The ContosoMedical application requires proper configuration to connect to your Foundry Local instances and manage local data storage. All configuration settings are stored in the App.config file located in the project root.

App.config Settings

The application uses the following key configuration parameters:

<appSettings>
  <add key="LocalDataDirectory" value="C:\temp\patient_summary_tool_local_data\" />
  <add key="FoundryLocalEndPoint1" value="http://10.137.212.105:9000" />
  <add key="FoundryLocalEndPoint2" value="http://10.137.214.85:9000" />
  <add key="FoundryLocalLanguageModel" value="Phi-3.5-mini-instruct-generic-cpu:1" />
  <add key="FoundryLocalLanguageModel2" value="Phi-4-mini-instruct-generic-cpu:4"/>
</appSettings>

Endpoint Configuration

FoundryLocalEndPoint1 and FoundryLocalEndPoint2

These specify the URLs of your Foundry Local server instances
Format: http://<server-ip>:<port> or http://localhost:<foundry-local-port> for local testing
Default port: 9000 (if using PortProxy as described in Accessing the Foundry Local service over the network)
The application uses multiple endpoints for parallel processing and load balancing
You can also use Foundry Local localhost (e.g., http://localhost:<foundry-local-port>) if running the application on the same machine as Foundry Local

How to update:

Replace the IP addresses with your actual Windows Server IP addresses, or use http://localhost:<foundry-local-port> for local testing
Ensure the port matches your PortProxy configuration or Foundry Local default port
Verify connectivity using: curl http://<server-ip>:<port>/openai/status or curl http://localhost:<foundry-local-port>/openai/status

Language Model Configuration

FoundryLocalLanguageModel and FoundryLocalLanguageModel2

Specify which models to use for different operations
Model names must match exactly what's available in your Foundry Local instance
Different models are optimized for different tasks

How to find available models:

foundry model list

Current model usage:

FoundryLocalLanguageModel (Phi-3.5-mini-instruct): Used for summarization and general translation
FoundryLocalLanguageModel2 (Phi-4-mini-instruct): Used for medication section translation

To change models:

Ensure the desired model is downloaded: foundry model download <model-name>
Update the config with the exact model name from foundry model list
Rebuild and restart the application

Local Data Directory

LocalDataDirectory

Specifies where the application stores patient data (default and newly uploaded) and temporary files
Default: C:\temp\patient_summary_tool_local_data\
The directory will be created automatically if it doesn't exist

How to change:

Update the path in App.config
Ensure the application has read/write permissions to the directory

Data Generation

This application uses the Synthea synthetic patient data generator to create realistic medical records for testing and demonstration purposes. Synthea is an open-source synthetic patient generator that models the medical history of synthetic patients.
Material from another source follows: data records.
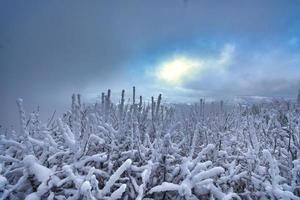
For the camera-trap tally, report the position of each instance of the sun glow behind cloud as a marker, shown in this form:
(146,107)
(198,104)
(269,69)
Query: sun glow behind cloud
(180,68)
(175,70)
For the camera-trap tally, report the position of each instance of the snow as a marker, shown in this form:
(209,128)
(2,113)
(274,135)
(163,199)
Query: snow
(153,151)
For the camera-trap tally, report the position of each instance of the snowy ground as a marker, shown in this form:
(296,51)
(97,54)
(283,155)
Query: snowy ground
(154,151)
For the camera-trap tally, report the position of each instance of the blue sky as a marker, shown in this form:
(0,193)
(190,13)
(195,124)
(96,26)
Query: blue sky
(51,49)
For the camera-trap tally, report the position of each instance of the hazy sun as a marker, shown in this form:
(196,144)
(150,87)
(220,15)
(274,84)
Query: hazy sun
(177,69)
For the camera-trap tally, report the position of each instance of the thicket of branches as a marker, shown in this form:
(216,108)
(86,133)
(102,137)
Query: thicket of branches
(141,150)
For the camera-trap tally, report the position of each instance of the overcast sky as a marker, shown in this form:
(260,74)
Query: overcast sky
(183,48)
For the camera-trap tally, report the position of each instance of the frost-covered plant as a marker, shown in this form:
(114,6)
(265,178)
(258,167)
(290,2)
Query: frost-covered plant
(153,150)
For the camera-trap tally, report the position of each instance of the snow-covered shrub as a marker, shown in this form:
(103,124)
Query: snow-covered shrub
(140,150)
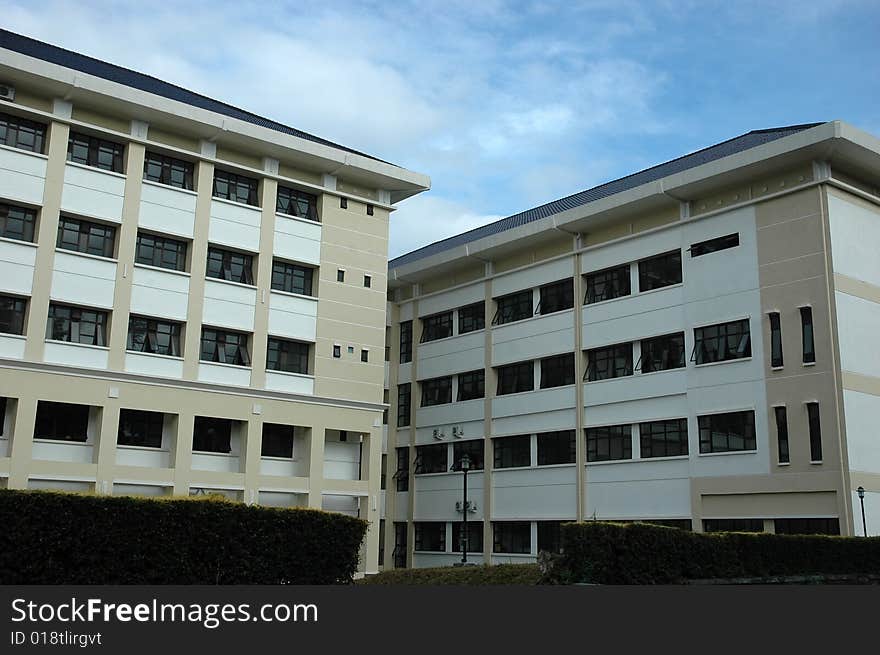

Generating Synthetic Patient Data with Synthea

Prerequisites
- Java 11 or later (required to run Synthea)

Download Synthea

Download the latest pre-built JAR file from the Synthea releases page:

curl -L -O https://github.com/synthetichealth/synthea/releases/download/master-branch-latest/synthea-with-dependencies.jar

Generate Patient Data

The ContosoMedical application expects patient data in plain text format.

To generate a single patient record:
```
java -jar synthea-with-dependencies.jar --exporter.text.export true -generate.append_numbers_to_person_names false
```
To generate multiple patient records (e.g., 10 patients):
```
java -jar synthea-with-dependencies.jar -p 10 --exporter.text.export true -generate.append_numbers_to_person_names false
```
Parameters explained:
- --exporter.text.export true - Enables plain text format export
- -generate.append_numbers_to_person_names false - Prevents numeric suffixes from being added to patient names
Locate Generated Data

By default, Synthea outputs patient records in the output directory in various formats including FHIR, C-CDA, and plain text.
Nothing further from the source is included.